Enquanto cruzavam o Vale do Gelo, escutaram pedidos de socorro que vinham do Morro Alto. Uivos, gritos e choros, que fizeram até mesmo os pássaros se aquietarem.
- O que é isso, pai? - perguntou Sáli, assustado.
Rudi apertou a mão dele, cerrou os olhos na direção do som e disse:
- Não sei, filho.
De novo, mais uivos e choros.
Rudi, com os sentidos aguçados, olhou ao seu redor, certificando-se de que somente eles estavam ali. Não vendo ninguém, abaixou-se para Sáli e disse-lhe encarando-o:
- Não dá para voltarmos para casa agora, mas é perigoso levar você comigo. Você sabe o que fazer quando saio em missão, não é?
Sáli respondeu que sim com a cabeça, tristemente.

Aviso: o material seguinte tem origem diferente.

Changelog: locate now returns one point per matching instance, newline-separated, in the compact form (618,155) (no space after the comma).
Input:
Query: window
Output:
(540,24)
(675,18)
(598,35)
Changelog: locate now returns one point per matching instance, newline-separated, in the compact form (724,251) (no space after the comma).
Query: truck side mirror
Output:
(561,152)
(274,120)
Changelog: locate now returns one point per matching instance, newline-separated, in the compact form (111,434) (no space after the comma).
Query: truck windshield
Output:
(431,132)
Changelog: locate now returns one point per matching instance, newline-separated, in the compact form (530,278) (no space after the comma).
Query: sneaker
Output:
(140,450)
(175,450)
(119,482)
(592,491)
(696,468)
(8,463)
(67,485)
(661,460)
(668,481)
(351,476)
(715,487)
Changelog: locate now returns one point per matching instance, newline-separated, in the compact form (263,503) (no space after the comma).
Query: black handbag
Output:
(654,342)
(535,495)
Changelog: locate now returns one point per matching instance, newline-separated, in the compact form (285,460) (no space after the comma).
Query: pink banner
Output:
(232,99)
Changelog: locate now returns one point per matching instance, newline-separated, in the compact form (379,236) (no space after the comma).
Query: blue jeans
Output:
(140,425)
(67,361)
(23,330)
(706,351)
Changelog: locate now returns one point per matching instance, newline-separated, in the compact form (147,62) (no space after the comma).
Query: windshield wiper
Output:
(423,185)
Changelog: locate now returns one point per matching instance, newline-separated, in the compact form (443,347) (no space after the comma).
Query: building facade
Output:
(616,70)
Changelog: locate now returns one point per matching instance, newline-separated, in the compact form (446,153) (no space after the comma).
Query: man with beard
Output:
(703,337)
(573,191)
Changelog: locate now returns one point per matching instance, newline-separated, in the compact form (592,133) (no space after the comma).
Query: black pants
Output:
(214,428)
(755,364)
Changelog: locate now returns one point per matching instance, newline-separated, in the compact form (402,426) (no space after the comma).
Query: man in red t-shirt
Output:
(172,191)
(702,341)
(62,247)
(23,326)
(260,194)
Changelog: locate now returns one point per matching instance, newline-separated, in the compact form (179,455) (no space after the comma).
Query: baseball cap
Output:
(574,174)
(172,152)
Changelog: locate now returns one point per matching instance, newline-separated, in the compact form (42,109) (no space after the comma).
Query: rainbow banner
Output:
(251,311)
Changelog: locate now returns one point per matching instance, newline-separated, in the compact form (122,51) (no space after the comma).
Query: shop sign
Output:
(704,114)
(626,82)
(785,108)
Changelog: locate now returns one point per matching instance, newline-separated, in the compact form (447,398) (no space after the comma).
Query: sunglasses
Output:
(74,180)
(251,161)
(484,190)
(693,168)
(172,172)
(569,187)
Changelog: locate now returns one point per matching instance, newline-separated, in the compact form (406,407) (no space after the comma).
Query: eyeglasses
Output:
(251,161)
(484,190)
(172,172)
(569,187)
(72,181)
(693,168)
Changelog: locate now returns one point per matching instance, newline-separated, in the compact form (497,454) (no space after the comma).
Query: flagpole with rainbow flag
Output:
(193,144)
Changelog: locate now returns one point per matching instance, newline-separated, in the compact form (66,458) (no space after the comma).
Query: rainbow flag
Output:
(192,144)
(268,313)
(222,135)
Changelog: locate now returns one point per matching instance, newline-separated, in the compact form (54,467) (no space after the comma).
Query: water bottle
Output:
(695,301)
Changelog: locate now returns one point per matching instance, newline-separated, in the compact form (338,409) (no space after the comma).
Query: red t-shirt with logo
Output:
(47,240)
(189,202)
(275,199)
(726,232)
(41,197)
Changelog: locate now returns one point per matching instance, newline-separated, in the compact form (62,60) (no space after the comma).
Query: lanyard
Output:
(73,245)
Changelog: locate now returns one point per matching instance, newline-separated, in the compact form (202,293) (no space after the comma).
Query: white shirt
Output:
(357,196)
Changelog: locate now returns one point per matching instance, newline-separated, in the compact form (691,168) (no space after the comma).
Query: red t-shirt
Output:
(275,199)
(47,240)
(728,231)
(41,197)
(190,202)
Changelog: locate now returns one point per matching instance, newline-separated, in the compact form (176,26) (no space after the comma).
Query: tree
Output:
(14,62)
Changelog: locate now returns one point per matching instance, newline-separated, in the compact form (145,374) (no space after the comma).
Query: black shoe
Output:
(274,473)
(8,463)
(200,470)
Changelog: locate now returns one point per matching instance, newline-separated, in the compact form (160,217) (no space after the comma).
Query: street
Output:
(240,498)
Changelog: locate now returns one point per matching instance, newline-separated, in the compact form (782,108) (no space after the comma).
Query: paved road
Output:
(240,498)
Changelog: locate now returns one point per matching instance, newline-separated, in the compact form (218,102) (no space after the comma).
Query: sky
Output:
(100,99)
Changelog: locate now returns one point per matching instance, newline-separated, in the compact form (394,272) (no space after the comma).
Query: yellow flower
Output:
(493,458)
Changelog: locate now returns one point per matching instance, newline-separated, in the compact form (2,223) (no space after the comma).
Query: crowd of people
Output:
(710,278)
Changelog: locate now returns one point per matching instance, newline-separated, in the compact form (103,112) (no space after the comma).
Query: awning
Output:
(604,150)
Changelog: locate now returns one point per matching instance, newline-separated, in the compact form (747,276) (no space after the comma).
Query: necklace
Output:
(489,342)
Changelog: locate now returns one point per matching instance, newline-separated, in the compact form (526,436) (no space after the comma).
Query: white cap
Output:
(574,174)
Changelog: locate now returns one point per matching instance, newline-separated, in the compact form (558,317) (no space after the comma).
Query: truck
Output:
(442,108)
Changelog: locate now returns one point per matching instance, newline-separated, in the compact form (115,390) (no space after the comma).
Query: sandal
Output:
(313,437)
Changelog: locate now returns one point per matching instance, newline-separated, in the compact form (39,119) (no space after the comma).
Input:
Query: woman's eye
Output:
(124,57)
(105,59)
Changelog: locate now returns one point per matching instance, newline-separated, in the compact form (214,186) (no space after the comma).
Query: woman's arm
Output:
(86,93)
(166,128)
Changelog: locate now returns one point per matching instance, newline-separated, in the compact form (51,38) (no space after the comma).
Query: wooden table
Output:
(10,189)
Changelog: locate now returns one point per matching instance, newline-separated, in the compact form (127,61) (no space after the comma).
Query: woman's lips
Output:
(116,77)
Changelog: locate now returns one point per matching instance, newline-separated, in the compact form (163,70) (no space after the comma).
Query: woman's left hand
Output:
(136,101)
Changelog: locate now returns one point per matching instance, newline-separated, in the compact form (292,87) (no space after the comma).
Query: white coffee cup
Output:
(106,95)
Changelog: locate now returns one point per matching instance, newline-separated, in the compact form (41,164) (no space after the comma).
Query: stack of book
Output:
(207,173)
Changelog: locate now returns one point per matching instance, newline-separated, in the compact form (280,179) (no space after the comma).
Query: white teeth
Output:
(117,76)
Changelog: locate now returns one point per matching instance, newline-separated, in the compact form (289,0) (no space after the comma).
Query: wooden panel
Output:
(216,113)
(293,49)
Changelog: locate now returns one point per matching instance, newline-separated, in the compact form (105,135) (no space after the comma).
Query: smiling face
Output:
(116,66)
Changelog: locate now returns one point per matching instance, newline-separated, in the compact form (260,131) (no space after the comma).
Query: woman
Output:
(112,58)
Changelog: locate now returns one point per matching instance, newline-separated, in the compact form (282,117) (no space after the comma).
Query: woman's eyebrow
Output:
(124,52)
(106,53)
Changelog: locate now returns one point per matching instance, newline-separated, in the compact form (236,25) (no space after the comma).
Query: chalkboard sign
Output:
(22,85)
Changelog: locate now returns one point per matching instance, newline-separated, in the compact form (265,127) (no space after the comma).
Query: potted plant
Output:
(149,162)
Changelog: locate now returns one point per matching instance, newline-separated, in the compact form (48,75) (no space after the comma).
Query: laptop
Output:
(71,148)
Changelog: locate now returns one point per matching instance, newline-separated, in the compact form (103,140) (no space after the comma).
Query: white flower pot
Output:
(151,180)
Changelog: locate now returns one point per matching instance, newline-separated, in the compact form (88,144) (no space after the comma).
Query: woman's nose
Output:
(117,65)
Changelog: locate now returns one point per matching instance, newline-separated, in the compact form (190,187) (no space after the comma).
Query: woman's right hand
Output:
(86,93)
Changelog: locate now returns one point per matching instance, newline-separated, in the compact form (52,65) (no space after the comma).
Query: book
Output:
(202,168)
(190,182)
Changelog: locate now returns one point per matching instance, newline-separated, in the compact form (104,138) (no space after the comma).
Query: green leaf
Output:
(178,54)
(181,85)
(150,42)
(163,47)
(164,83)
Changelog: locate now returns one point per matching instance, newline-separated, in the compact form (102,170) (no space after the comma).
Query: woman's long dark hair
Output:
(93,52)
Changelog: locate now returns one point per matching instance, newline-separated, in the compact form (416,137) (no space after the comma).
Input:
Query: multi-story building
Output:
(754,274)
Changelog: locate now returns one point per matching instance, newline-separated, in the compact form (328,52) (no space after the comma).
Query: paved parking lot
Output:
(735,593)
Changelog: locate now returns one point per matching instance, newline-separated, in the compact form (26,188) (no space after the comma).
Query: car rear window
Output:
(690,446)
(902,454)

- Vou ajudá-lo a subir em uma árvore. Não quero que desça enquanto eu não vier lhe buscar - completou o pai em tom de ordem, procurando a árvore ideal. Encontrou uma enorme sequoia e fez com que o filho, pequeno e bastante ágil para seus sete anos de idade, subisse e se escondesse no meio dos galhos folhados. - Agora eu preciso que você fique aí em cima, em silêncio, Sáli. Você promete isso para mim?
Porém, antes da resposta de Sáli, ouviram mais uivos e choros. O líder dos lobos levantou a cabeça na direção do som e farejou o ar. Suas pupilas dilataram. O cheiro de sangue não deixava dúvidas de que alguém precisava de ajuda. Afastou-se pesarosamente do filho.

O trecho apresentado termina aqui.